白石昌則、東京農工大学の学生の皆さん著『生協の白石さん』(講談社)

帯には

ひとことカード」傑作選、登場!

とある。しかし、「ひとことカード」のベスト版として読んだならば、明らかな間違い。
この本は、全4章立てになっていて、それぞれの章末に白石さんの文章がついている。このうち、3章の末尾で白石さんが書いていることを要約すると、次のようになる。

6月に入り、生協や商品と関係のない「非お店」(たとえば人生相談など)の投稿が増えてきた。それまでであれば、「非お店」とそれ以外のカードの数のバランスが取れていたが、「非お店」系があまりに増加。しかたなく、「非お店」の投稿も無理やり商品の宣伝になるよう回答して、バランスを取っていたが、それも困難に。結局、一部のカードを掲出するのを見合わせざるをえなくなった。

ひとことカード」を書く人は、いまなされている掲示を参考にする。だから、人生相談や受けをねらったカードで掲示が埋め尽くされることは避けなければならない。
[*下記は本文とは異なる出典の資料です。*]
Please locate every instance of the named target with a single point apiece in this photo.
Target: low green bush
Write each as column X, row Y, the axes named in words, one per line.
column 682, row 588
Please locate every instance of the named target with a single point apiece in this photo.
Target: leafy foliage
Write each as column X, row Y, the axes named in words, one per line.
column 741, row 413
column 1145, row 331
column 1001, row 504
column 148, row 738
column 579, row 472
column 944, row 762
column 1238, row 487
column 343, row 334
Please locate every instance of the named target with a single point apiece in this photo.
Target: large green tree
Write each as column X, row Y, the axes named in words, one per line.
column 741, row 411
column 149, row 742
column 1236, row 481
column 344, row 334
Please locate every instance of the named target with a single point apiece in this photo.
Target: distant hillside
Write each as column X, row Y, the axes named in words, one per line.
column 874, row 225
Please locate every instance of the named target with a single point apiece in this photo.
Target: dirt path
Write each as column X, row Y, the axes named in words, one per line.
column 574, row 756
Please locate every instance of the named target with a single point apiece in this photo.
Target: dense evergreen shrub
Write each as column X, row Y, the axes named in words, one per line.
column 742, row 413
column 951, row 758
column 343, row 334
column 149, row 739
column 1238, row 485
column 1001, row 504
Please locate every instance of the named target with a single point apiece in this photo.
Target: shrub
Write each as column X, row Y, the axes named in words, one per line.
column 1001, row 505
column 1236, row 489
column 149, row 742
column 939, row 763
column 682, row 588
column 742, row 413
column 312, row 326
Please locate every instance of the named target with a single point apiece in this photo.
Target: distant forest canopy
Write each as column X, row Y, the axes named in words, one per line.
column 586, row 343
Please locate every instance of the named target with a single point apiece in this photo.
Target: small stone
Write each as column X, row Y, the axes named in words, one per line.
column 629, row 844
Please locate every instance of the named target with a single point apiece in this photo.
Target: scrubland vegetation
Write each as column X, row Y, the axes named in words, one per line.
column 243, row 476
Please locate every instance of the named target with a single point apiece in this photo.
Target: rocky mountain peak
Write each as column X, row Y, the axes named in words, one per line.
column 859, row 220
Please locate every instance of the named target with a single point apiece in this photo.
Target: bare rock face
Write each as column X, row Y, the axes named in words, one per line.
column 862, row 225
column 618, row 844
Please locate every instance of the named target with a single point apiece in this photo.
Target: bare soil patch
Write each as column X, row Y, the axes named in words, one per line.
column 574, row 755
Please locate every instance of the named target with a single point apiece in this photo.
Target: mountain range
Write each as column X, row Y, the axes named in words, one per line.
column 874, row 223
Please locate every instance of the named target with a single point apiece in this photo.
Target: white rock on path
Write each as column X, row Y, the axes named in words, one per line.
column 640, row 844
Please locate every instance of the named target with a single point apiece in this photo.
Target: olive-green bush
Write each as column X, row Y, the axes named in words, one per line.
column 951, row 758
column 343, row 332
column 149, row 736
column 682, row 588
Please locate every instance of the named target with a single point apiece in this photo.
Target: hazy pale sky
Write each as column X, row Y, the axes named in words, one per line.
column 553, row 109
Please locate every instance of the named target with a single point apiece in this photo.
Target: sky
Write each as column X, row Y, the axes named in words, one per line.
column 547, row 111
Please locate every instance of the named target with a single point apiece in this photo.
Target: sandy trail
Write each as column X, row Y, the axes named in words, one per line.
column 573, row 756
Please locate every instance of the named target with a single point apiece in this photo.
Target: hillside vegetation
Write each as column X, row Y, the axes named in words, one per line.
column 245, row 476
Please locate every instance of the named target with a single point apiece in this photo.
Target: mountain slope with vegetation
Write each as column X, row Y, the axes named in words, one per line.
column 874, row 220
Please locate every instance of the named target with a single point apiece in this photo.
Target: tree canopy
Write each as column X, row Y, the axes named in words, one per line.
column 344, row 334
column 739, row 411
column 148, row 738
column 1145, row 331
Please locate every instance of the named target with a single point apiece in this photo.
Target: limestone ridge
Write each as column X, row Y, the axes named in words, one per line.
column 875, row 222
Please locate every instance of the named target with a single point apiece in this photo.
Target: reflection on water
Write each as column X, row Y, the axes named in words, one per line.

バランスが必要なのだ。
この本はそうした考えのもとになっている。もちろん、微笑ましい質問回答はたくさんある。しかし、それだけではなく、「0.3mmのシャープペンのしんですが20本入りで税込210円というのがあるはずです。それを入荷してくれたらうれしいです」なんていうのも、ちゃんと収録されている。
だから、傑作選では決してない。ここに載っている「ひとことカード」たちは、いってみれば、白石さんの努力の縮図である。私はたまらなくうれしい。この本が、単なる笑える1冊にならなかったということが。